Tim O’Brien’s “The Things They Carried” is ostentatiously a story about the Vietnam War.  Instead, there are different stories going on at once that are all intertwined about First Lieutenant Jimmy Cross.  A soldier was shot, which Lieutenant Cross, possibly rightfully, blames himself for as he is obsessed with a girl that barely knows he is alive.  The story also focuses on what the soldiers carry in their packs, either what they are given by the Army as part of their job or what they have brought from home or collected along the way.  What the soldiers carry, what Lieutenant Cross carries, was made much heavier by the emotional attachment to it thus what they carry is more than the sum of their packs, it is the sum of their hearts and psyches.
Character development in “The Things They Carried” can be summed up in the imagination and memory of Lieutenant Cross.  His “relationship” with Martha is 99.99% in his head.  He took her to the movies once.  He has two pictures of her in his wallet-one another suitor of hers took and she gave to him, and the other, was of her playing volleyball that he cut out of her yearbook.  His imagination was obsessed with her virginity.  He kept her letters wrapped in plastic as if they were a holy object, even though they were superficial and vague.  One could argue that it was his carefully constructed memory of Martha that helped him make it through the war.  For the time that he carried her pictures, her letters, and the pebble she sent him, he was made so much heavier by those few ounces.

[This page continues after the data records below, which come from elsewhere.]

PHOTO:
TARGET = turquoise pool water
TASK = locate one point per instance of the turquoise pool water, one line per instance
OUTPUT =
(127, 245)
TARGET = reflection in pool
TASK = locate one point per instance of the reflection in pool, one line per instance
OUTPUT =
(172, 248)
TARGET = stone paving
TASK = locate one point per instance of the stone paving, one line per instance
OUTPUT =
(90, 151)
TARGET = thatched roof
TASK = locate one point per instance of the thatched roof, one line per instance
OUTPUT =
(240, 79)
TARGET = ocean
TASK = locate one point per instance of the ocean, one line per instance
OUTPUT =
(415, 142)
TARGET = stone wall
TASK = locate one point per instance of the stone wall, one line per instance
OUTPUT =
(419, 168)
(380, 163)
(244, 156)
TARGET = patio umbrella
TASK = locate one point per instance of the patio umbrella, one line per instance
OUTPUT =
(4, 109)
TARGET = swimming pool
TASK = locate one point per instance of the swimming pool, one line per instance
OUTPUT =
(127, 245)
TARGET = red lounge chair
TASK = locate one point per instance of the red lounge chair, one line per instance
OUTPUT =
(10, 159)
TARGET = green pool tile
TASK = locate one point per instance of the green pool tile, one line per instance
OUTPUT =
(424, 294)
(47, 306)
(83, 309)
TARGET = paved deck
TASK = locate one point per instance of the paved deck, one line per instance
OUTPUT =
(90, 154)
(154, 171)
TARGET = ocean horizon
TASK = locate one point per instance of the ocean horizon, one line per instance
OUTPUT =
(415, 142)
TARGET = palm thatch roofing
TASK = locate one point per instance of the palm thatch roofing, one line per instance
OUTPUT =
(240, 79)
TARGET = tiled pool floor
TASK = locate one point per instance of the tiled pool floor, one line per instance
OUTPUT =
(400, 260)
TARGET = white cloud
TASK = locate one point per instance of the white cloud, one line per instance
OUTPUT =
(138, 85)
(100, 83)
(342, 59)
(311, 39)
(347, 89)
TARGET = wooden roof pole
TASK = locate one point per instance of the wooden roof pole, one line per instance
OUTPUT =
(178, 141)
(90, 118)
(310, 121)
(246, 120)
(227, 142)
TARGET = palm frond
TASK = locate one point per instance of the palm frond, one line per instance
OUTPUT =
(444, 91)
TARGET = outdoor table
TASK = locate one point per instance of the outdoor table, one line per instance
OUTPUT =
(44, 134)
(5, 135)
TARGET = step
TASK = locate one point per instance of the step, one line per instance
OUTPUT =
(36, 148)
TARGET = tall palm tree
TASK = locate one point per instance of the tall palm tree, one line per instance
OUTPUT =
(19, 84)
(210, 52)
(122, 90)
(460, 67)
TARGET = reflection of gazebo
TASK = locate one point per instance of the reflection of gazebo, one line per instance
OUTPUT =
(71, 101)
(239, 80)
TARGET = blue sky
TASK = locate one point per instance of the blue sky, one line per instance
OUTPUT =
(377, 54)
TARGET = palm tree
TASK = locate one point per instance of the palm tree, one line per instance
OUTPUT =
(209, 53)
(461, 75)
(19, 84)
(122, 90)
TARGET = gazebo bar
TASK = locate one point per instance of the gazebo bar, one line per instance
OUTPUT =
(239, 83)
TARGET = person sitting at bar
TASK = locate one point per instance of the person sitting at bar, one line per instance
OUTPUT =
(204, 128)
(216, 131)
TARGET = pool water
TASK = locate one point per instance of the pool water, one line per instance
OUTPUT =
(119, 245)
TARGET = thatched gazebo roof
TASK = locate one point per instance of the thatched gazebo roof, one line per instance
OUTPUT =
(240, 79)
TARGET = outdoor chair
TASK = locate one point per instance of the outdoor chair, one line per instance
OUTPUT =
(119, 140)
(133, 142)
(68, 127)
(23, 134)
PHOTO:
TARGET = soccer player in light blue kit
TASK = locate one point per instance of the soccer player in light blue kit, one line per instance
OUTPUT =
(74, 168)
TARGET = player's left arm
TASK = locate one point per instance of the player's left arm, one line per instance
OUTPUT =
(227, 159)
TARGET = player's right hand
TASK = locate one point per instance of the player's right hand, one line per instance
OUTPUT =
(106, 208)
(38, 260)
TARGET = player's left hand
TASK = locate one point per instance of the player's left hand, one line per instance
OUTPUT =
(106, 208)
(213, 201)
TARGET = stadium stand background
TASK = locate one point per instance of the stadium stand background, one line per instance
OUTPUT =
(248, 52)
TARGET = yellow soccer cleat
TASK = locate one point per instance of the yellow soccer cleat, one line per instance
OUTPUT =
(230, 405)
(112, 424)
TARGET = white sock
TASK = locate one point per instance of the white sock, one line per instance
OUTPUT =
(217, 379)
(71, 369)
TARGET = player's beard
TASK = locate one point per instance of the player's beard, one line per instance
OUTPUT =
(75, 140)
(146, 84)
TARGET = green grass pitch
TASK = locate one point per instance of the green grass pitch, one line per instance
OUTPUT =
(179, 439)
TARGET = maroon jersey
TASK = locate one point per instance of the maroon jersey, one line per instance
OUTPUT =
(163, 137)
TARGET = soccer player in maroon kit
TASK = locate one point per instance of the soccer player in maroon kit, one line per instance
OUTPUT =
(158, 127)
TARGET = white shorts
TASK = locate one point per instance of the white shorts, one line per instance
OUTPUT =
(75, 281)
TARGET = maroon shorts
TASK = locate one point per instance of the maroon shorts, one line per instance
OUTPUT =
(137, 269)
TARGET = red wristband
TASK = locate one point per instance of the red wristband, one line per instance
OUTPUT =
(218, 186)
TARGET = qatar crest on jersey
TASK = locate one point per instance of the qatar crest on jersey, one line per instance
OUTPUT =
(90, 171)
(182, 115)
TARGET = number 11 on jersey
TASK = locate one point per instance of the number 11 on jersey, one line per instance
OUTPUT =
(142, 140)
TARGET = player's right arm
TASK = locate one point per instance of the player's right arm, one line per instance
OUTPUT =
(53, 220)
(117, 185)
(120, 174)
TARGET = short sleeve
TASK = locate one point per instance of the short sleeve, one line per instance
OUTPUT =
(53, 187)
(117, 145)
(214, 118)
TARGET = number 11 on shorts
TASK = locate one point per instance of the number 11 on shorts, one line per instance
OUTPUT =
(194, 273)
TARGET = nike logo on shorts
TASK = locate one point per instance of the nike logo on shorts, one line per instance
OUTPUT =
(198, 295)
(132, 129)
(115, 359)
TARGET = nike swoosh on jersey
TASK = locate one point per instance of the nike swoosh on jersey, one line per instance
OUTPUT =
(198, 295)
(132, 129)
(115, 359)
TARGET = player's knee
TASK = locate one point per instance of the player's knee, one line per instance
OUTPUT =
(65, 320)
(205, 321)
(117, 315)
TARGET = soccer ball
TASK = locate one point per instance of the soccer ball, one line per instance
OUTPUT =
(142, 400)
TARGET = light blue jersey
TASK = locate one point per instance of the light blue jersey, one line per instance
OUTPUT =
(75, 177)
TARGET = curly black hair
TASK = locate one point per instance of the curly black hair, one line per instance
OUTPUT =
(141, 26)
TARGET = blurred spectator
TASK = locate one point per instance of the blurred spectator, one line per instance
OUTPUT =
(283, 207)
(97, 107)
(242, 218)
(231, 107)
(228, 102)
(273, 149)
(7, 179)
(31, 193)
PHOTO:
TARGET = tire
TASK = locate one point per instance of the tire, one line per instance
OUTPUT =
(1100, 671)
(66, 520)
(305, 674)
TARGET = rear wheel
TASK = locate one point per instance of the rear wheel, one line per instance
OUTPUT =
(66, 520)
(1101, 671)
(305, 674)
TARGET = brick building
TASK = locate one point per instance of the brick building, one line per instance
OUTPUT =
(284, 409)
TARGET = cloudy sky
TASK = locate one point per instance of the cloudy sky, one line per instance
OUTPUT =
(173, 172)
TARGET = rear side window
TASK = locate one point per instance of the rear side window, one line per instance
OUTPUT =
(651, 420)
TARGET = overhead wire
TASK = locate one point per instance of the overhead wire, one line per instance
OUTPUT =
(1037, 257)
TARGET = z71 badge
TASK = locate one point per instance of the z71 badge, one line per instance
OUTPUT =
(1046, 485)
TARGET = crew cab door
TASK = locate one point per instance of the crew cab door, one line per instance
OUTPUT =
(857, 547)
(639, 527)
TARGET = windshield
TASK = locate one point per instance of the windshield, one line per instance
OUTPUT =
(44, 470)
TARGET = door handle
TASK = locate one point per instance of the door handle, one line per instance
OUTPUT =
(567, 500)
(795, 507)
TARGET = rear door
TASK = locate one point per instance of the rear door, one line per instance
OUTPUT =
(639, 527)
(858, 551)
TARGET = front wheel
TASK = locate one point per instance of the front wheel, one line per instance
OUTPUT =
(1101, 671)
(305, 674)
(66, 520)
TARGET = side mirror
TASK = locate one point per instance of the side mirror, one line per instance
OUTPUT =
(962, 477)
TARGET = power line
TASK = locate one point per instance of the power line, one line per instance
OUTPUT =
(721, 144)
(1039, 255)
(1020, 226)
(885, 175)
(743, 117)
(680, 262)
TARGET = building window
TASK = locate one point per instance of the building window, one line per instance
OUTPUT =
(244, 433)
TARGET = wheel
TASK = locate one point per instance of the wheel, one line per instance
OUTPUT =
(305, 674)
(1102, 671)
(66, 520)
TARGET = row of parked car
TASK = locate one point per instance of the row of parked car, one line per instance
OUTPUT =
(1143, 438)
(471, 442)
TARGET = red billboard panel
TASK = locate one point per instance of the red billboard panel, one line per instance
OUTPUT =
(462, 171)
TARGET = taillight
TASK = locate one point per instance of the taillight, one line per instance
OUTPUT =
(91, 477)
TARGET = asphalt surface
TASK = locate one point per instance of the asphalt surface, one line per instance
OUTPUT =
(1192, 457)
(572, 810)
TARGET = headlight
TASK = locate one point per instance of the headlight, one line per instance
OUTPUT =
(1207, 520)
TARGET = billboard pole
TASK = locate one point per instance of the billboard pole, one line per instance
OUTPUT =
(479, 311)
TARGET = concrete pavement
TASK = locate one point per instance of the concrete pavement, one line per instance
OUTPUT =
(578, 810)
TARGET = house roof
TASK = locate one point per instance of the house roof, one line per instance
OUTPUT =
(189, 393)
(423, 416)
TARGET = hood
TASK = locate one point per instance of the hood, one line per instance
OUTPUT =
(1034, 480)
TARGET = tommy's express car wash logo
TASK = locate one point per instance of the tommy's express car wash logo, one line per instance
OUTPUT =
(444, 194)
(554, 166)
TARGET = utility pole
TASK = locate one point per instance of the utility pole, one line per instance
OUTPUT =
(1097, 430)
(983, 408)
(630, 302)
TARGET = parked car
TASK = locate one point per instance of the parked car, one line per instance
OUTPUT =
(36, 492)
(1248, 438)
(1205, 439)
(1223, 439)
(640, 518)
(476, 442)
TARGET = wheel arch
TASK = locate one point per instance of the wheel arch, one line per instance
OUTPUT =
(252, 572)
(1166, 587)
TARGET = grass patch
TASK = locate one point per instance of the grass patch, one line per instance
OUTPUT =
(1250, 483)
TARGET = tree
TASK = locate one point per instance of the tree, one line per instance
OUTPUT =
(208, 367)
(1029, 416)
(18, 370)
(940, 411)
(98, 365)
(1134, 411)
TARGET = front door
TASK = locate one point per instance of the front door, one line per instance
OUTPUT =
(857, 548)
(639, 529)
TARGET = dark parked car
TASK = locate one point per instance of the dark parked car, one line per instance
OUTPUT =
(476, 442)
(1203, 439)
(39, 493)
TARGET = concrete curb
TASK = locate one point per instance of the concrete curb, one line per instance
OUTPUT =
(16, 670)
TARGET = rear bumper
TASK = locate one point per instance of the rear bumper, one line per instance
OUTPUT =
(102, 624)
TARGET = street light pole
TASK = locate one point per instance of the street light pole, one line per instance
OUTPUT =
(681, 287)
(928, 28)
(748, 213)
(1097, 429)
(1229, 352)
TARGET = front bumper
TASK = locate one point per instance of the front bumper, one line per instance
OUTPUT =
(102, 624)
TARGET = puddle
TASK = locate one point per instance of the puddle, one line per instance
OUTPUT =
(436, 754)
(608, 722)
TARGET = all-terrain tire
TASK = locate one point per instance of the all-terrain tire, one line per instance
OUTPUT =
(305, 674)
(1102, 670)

The Vietnam War took a toll on all who served.  This story demonstrates this by having the setting there.  “Because the nights were cold, and because the monsoons were wet, each carried a green plastic poncho that could be used as a raincoat or ground sheet or makeshift tent. With its quilted liner, the pon- cho weighed almost two pounds, but it was worth every ounce”.  The mercurial weather in Vietnam, where the days were so hot that some soldiers would risk walking around shirtless but the nights were bitterly cold, shows in what the men carry physically in their packs and mentally in their minds because of the weather.  The setting is also vastly different than what any American G.I. would have experienced at home.  There are no jungles in the United States, and unless a soldier spent all of their time in a swamp it is unlikely that they would have to deal with “jungle rot”.  Once they reached Vietnam, the soldiers didn’t just carry their packs with their gear and memories, they literally began to carry around the country.  “They carried the land itself — Vietnam, the place, the soil — a powdery orange-red dust that covered their boots and fatigues and faces. They carried the sky. The whole atmosphere, they carried it, the humidity, the monsoons, the stink of fungus and decay, all of it, they carried gravity”.  Vietnam itself soon clung to them and made them even heavier.
O’Brien crafted a tale of loss and grief with “The Things They Carried”.  It would be difficult to say which would weigh heavier with Lieutenant Cross- the death of Ted Lavender or the faux relationship with Martha.  Either way, he will carry both, as all the other soldiers will carry their packs with them, long after the weapons and rations have been emptied out.